Now I am wondering if the data will travel through my workstation or if there is direct connection established between the two servers. Thanks in advance!

Best Answer

The data will travel through where the SSIS package is running. In dev this will be your workstation, once deployed this will be where ever your package(s)/project were deployed to. SSIS will not produce a direct connection as you describe between two data sources of any type

This is true even if there is no other processing involved beyond "read from here, write to there", and there are practical and security reasons for this. Practical reasons include mainly the fact that most data sources/sinks don't support remote connections to other resources like that, and the security concern would be that even if SSIS could instruct a data sink to directly talk to a data source (or vice versa) it would have to hand over security credentials in order for it to know how to.
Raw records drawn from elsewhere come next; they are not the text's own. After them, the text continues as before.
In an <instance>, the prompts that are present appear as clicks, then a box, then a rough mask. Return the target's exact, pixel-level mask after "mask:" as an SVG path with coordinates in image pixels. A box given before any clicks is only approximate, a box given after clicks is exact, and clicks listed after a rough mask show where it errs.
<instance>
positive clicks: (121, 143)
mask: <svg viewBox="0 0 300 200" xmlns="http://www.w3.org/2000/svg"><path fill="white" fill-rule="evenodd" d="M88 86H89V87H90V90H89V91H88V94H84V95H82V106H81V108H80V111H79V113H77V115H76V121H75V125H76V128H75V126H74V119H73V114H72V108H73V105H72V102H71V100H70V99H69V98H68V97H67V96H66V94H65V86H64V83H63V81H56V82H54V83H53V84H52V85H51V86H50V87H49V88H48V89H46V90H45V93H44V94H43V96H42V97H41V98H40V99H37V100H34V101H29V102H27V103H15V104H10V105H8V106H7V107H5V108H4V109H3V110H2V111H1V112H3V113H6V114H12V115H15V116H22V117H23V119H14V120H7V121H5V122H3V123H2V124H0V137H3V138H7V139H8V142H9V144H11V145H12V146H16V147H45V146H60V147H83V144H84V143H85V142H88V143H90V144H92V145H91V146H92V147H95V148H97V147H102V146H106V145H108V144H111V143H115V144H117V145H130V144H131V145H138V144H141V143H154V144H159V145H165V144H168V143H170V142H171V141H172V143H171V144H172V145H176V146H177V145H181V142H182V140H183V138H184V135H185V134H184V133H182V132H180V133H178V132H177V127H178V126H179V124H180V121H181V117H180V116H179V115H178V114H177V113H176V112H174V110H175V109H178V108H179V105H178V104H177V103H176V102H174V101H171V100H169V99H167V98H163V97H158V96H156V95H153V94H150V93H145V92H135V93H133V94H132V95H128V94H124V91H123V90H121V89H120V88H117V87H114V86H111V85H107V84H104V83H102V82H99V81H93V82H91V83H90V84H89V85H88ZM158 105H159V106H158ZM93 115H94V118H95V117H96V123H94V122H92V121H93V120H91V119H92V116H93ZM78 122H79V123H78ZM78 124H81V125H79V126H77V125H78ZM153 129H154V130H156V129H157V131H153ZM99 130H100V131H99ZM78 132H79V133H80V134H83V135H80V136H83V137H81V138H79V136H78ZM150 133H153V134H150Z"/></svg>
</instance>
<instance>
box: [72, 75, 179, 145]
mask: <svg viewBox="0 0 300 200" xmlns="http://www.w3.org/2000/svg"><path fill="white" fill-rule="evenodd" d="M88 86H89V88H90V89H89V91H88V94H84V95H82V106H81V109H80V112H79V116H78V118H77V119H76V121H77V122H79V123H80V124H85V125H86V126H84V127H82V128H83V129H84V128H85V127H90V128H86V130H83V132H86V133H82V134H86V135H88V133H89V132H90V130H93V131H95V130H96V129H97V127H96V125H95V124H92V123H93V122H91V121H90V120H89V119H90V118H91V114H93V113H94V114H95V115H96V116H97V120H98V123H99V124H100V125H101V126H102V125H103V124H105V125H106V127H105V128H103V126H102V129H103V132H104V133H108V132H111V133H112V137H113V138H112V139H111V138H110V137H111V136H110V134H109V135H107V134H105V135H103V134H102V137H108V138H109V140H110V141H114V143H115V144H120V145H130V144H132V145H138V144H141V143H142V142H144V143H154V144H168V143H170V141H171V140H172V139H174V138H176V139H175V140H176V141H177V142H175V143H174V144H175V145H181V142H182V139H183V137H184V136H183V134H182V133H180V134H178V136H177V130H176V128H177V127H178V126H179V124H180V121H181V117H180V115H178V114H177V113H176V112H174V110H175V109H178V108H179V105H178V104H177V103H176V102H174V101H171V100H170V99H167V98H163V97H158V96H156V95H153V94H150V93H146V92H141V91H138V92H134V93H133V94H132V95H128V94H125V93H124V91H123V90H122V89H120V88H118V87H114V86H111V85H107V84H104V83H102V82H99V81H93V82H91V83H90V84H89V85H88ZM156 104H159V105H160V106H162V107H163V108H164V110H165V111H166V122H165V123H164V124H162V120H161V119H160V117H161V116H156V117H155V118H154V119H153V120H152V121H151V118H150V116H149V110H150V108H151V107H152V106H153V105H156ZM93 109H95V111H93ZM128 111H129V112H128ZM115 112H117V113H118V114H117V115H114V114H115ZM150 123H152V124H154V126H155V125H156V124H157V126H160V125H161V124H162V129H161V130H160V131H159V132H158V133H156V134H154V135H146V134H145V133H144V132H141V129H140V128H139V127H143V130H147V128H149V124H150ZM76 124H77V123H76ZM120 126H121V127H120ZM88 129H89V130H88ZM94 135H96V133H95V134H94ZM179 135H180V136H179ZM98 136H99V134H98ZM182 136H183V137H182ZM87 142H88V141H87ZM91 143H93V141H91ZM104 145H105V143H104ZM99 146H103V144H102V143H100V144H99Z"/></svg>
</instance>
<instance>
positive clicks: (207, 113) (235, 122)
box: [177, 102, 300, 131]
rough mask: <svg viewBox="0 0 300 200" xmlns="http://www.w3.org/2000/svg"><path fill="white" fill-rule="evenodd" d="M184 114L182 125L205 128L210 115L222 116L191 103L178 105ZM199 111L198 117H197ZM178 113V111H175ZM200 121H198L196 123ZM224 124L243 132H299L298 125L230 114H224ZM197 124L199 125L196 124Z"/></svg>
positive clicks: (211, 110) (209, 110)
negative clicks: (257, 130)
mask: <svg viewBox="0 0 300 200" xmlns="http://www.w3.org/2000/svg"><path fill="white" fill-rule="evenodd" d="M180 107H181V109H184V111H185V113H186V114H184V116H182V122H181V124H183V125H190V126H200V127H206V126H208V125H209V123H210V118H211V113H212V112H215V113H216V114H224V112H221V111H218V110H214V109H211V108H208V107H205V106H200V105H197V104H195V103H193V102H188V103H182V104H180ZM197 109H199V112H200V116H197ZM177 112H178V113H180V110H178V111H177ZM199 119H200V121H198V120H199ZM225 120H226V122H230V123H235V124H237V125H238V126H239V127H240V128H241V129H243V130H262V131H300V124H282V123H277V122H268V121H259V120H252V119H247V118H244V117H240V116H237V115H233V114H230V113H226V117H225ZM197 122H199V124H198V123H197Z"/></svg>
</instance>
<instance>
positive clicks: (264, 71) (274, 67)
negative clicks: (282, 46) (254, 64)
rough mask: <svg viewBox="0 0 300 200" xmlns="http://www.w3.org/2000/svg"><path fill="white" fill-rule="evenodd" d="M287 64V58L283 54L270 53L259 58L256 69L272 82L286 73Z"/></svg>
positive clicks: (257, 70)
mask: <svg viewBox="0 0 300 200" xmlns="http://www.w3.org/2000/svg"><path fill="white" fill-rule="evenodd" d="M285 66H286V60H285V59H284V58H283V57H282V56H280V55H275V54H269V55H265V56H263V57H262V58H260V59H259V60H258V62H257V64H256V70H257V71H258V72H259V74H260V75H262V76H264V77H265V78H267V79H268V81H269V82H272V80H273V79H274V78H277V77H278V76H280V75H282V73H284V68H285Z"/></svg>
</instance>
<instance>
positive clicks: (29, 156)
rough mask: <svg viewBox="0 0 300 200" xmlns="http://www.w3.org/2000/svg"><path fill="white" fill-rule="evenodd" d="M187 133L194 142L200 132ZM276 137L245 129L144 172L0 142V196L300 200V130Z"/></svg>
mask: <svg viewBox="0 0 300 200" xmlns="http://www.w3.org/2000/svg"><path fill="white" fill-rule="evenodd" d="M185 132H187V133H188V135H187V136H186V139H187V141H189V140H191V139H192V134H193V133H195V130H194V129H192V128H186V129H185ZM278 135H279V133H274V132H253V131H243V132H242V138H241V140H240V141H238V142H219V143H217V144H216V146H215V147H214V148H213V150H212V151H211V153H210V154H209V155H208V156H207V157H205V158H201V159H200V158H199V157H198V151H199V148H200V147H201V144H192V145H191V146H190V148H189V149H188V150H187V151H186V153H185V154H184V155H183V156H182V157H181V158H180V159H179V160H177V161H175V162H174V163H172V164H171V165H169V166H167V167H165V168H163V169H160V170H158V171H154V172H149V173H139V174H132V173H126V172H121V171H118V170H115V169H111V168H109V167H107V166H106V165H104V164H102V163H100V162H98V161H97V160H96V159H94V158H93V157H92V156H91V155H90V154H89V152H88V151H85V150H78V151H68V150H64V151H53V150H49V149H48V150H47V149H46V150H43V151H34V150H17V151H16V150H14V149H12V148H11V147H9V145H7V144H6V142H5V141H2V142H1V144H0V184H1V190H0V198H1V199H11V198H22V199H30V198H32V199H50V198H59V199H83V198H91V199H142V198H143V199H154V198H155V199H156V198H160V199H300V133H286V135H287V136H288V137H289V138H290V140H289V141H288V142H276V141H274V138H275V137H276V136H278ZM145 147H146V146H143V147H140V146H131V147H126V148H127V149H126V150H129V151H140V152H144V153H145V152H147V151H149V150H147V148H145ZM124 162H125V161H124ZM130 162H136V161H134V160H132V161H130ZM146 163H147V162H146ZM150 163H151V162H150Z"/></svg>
Of course if your SSIS packages are deployed on one of the servers in question then there is effectively a direct connection, but the data will still go through the SSIS process rather than being sent directly to the SQL Server instance. Furthermore, even if you are moving data between tables in the same database (so the same database on the same SQL instance is both the source and destination of an ETL process) the data will still leave SQL Server, be processed by SSIS (however minimally) then sent back to SQL server.

If you need direct communication between SQL Servers then you can use the linked server feature to read/write data directly, but this would not allow SSIS's other processing features. Also this will not work on Azure SQL. There is a per table/view option that will work on Azure SQL (and newer on-prem SQL instances) in external data sources. Both these options require at least one of the SQL instances to have credentials for accessing the other, which may be undesirable depending on your situation and security model.